W podobnych tonie wypowiadają się również eksperci Banku Zachodniego WBK. - W sumie dane oceniamy pozytywnie, ponieważ naszym zdaniem osłabiają one obawy o to, że zaskakujące spowolnienie wzrostu PKB w I kwartale może być kontynuowane w dalszej części roku. W warunkach niezłego tempa rozwoju gospodarki strefy euro i dość słabego kursu złotego mało prawdopodobne jest naszym zdaniem trwałe i dotkliwe spowolnienie w polskim przemyśle, który czerpie znaczną część zamówień z krajów UE – komentują ekonomiści banku.
Według ekonomistów duże wahania dynamiki produkcji przemysłowej oraz sprzedaży detalicznej są podyktowane tegorocznym kalendarzem świąt wielkanocnych. W dalszym ciągu wsparciem dla aktywności sektora przemysłowego są malejące koszty produkcji. Jednak dalsze przyspieszanie wzrostu produkcji może stać pod znakiem zapytania ze względu na bazę statystyczną z poprzedniego roku.

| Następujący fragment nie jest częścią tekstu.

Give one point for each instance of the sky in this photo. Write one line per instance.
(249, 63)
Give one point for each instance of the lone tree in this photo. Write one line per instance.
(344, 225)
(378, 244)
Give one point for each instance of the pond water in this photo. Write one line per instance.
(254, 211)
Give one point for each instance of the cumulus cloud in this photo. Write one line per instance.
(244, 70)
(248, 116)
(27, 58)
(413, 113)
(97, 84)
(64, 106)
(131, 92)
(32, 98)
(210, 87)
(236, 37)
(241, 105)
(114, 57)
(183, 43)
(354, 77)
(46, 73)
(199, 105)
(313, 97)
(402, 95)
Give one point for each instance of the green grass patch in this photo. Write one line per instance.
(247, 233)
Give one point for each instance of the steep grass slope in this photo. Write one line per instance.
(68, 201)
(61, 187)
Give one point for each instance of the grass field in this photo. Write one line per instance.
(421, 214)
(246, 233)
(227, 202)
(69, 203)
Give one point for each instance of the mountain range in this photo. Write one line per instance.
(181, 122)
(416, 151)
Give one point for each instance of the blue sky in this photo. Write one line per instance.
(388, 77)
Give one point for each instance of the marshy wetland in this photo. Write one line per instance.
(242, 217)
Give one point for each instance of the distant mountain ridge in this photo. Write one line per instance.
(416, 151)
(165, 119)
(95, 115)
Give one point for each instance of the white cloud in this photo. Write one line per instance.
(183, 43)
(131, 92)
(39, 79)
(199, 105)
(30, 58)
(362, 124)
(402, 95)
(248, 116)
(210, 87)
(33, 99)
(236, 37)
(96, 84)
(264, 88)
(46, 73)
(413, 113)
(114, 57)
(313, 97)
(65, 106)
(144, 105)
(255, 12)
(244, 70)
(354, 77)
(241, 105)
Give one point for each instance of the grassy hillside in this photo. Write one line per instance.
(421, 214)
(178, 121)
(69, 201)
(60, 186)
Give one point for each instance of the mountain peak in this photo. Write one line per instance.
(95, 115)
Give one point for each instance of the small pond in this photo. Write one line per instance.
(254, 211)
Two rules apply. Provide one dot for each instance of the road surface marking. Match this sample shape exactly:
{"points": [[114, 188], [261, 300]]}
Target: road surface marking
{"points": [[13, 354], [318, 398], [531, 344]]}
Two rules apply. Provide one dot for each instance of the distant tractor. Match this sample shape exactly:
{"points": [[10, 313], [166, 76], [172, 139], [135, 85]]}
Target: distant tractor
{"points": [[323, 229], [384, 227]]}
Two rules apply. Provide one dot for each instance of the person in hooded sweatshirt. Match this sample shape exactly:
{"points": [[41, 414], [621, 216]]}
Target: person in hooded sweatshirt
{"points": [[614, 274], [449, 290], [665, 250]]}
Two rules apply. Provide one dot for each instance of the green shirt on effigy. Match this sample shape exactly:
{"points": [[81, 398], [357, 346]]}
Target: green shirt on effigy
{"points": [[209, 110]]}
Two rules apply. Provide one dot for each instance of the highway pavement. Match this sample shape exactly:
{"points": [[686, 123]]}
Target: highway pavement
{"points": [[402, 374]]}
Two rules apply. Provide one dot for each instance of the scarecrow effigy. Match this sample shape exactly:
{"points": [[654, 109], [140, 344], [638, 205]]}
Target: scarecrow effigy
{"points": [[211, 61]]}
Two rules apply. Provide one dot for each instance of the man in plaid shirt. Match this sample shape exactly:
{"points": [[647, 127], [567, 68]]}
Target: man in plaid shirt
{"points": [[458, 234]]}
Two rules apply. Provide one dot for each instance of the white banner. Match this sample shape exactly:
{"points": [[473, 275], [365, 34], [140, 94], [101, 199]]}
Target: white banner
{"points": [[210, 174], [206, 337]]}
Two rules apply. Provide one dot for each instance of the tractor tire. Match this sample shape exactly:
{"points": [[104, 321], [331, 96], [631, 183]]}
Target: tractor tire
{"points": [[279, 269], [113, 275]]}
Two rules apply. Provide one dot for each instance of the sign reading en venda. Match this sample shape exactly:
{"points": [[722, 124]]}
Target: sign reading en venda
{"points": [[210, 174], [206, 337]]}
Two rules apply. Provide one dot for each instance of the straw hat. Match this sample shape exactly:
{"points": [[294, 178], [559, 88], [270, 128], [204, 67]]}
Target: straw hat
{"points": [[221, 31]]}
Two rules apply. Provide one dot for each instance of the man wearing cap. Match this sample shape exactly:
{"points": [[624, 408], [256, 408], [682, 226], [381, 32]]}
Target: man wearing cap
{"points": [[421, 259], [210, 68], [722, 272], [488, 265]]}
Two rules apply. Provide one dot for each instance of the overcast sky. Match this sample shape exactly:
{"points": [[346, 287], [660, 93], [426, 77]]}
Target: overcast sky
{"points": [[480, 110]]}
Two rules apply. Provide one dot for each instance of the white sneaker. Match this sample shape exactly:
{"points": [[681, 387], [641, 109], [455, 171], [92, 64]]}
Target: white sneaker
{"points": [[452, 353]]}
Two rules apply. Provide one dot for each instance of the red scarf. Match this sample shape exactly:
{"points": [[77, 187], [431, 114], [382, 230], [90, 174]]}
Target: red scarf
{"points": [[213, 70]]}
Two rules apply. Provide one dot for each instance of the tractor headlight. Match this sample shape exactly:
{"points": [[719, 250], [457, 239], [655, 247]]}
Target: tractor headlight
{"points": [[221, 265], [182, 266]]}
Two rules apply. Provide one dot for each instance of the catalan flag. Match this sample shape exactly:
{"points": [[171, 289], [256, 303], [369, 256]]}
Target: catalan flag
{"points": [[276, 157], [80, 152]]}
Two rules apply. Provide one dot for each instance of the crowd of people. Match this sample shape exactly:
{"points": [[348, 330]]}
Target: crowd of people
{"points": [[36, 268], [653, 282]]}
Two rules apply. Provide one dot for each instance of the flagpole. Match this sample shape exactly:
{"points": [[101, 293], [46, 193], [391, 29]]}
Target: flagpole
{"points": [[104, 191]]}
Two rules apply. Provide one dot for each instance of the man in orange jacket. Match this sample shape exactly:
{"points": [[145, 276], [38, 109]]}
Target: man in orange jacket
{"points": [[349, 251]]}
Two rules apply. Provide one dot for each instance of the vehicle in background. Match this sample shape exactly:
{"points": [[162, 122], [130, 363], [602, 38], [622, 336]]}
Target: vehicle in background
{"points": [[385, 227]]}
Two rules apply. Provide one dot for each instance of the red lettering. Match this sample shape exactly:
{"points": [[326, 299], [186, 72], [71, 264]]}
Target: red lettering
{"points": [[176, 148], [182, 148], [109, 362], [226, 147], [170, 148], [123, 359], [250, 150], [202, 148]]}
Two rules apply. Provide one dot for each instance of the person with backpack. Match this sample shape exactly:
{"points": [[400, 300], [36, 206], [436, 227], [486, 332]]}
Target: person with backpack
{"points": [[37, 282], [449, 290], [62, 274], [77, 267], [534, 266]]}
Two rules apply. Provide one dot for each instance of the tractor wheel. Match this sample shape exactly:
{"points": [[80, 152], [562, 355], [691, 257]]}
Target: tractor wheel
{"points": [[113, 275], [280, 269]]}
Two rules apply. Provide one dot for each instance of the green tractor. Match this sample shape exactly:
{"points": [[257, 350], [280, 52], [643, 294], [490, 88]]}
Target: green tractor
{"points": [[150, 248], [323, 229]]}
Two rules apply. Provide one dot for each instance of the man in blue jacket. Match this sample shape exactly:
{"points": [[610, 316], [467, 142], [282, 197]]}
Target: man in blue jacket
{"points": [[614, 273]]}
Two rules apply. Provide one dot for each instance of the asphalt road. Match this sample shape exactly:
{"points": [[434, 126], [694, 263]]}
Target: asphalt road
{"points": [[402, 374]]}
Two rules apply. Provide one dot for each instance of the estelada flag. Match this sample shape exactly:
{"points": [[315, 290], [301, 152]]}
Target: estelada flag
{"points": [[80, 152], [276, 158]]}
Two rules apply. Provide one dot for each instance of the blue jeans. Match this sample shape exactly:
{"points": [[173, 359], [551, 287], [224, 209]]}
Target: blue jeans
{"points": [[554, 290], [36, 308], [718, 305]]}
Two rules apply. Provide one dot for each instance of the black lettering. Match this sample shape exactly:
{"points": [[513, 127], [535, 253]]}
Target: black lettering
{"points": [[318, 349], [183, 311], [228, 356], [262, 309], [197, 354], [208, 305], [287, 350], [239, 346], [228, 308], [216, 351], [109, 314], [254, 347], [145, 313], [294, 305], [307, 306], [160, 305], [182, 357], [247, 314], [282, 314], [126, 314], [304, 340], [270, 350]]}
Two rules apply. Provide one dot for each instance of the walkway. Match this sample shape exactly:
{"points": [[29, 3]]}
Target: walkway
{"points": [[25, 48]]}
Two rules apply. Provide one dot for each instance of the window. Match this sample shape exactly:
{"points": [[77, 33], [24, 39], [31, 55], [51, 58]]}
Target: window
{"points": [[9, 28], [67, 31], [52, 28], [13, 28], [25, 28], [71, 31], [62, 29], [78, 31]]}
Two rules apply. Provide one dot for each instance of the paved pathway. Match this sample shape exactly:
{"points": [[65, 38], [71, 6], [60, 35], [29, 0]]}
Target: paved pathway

Z kolei dane o sprzedaży detalicznej potwierdzają, że konsumpcja jest i pozostanie jednym z głównych motorów wzrostu gospodarczego w najbliższych kwartałach. - Będzie ona wspierana poprawiającą się sytuacją na rynku pracy oraz programem 500+, w ramach którego gospodarstwa domowe już są zasilane pieniędzmi i będą zapewne te pieniądze wydawać – uważa Monika Kurtek.
Produkcja przemysłowa w kwietniu była wyższa o 6 proc. w porównaniu z kwietniem ub. roku, o 3,1 proc. niższa w porównaniu z poprzednim miesiącem. Z kolei kwietniowa sprzedaż detaliczna okazała się o 3,2 proc. wyższa niż przed rokiem i o 0,3 proc. wyższa niż w marcu.